Rollback is a git revert.
If a new prompt regresses behavior, you revert the prompts repo and the next pod that starts (or the next configmap reload) picks up the old one. No image rebuild.
A/B testing is two ConfigMaps and a service mesh split.
Route 10% of inbound traffic to a deployment with the prompts-v2 mount. Compare voxflow_tool_invocations_total{tool="verify",outcome="ok"} between the two. If v2 wins, flip the split. If it loses, delete the deployment.
The placeholder discipline
Three placeholders, no more:
| Placeholder | Purpose |
|---|---|
{agent_name} |
The persona (“Sara”, “Mark”, “Aisha”) |
{company_name} |
The brand (“Acme Dental”, “Sunset Realty”) |
{now} |
Wall-clock time at call start, computed per-call |
Why so few? Because every placeholder is a coupling between the prompt content and the code that supplies it. Add {caller_first_name} and now the renderer needs caller context, the loader needs a different signature, the templates without that placeholder need to keep working, and you’ve started building a templating engine.
If you need real templating, use Jinja2 from the start. If you don’t, two-string str.format() is plenty.
What about hot-reloading?
VoxFlow loads templates once at import. Restarting a pod re-reads the files; running pods don’t. This is intentional:
- Mid-call template swaps would produce calls that change voice halfway through.
- ConfigMap mounts in Kubernetes are eventually-consistent across replicas anyway.
- “Restart pods to pick up changes” is a one-line
kubectl rollout restartand aligns with every other config-change workflow.
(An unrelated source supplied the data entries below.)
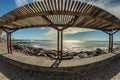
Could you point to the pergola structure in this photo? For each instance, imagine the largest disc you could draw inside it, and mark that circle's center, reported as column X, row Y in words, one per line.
column 59, row 14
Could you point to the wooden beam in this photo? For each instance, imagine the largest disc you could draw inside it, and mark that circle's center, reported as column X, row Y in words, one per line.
column 60, row 13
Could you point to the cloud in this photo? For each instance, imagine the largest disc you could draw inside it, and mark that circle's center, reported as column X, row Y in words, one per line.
column 108, row 5
column 22, row 2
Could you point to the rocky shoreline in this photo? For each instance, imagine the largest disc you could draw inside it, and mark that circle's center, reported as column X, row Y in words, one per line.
column 52, row 54
column 10, row 72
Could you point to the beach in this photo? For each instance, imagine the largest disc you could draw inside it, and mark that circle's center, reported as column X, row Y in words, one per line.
column 10, row 72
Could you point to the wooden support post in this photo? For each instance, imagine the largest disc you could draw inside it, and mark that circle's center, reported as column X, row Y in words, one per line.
column 61, row 43
column 110, row 43
column 111, row 40
column 8, row 42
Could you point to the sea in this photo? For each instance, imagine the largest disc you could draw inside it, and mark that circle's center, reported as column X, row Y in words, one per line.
column 69, row 45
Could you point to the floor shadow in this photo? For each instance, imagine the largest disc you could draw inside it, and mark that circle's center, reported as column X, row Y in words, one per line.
column 14, row 73
column 56, row 63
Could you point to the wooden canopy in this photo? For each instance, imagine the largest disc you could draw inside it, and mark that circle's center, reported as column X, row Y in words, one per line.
column 60, row 13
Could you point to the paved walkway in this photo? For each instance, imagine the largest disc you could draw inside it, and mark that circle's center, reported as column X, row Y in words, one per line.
column 9, row 72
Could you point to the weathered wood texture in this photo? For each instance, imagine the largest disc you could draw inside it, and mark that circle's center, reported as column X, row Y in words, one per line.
column 59, row 13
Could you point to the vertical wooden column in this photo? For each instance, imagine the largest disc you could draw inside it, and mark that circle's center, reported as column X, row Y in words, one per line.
column 10, row 46
column 110, row 43
column 60, row 43
column 8, row 42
If hot-reload genuinely matters (it usually doesn’t), use inotify + a debounce. But don’t ship it until someone asks twice.
What this does not solve
This pattern externalizes prompt text. It doesn’t externalize prompt structure — the stages, the tools per stage, the transition graph. That’s a code-level concept (see the multi-stage state machine post). The two concerns intentionally stay separate: behavior is code, content is config.
Takeaway
A two-line loader and one env var turn your prompts from compiled-in IP into mountable, reviewable, rollbackable artifacts. Non-engineers can change the agent’s words. A new tenant is a ConfigMap, not a fork. A/B testing is a deployment, not a feature flag. The cost is ~20 lines and the discipline to keep the placeholder set tiny.